Grande donde los haya, Carlos Ruiz de la Tejera, como se dijo, era una escuela de actuación en sí mismo.

No hacía concesiones para alcanzar los aplausos o potenciar el brillo de la popularidad. Cada presentación suya provenía de un mi­nucioso estudio, de un intenso análisis para que cada una de las palabras alcanzara el mayor peso posible y despertara la atención hacia aquellos temas que el actor consideraba re­levantes. Por ejemplo ¿quién no recuerda aquellos  famosos monólogos sobre La jaba, como se conocía popularmente, sobre las tribulaciones del transporte público, los  agotadores “camellos”, la insufrible  burocracia, o las largas e históricas  colas?
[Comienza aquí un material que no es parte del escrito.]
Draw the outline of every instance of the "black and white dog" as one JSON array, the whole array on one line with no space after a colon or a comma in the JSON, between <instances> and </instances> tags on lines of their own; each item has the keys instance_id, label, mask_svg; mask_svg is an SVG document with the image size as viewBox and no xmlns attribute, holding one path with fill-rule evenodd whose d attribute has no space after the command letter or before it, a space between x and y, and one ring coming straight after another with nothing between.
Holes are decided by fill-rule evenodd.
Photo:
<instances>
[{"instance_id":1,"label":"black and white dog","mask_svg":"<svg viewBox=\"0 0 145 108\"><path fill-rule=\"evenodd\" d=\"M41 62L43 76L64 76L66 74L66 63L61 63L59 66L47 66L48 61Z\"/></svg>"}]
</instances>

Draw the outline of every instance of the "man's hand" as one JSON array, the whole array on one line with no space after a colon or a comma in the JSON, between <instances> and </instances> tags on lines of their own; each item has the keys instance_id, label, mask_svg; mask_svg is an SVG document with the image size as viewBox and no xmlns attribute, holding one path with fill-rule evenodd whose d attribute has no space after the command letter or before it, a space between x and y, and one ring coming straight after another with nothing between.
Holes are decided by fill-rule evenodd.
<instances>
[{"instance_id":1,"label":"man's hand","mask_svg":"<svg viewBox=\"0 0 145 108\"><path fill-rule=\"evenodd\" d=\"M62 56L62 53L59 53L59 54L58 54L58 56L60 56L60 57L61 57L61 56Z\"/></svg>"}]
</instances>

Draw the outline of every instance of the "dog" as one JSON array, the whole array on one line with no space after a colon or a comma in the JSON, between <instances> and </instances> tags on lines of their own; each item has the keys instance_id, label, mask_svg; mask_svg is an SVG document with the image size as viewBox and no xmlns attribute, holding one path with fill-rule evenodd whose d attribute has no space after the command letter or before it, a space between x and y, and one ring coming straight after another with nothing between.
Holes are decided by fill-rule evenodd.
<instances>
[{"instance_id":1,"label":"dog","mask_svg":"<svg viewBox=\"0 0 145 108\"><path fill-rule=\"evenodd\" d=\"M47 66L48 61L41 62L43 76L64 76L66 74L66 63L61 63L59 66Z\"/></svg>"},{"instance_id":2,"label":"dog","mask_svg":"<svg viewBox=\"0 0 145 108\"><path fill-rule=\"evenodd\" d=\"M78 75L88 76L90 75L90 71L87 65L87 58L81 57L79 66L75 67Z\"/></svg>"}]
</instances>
En resumen, todo aquello que ha definido de alguna forma la identidad de los cubanos y que él como nadie logró descifrar sin  acudir al facilismo y a los resortes más burdos del “humor”.  Ahí está su obra que nos recordará siempre que en Cuba existió un  genio llamado Carlos Ruiz de la Tejera, que hizo de la actuación y del humor una ciencia irrepetible.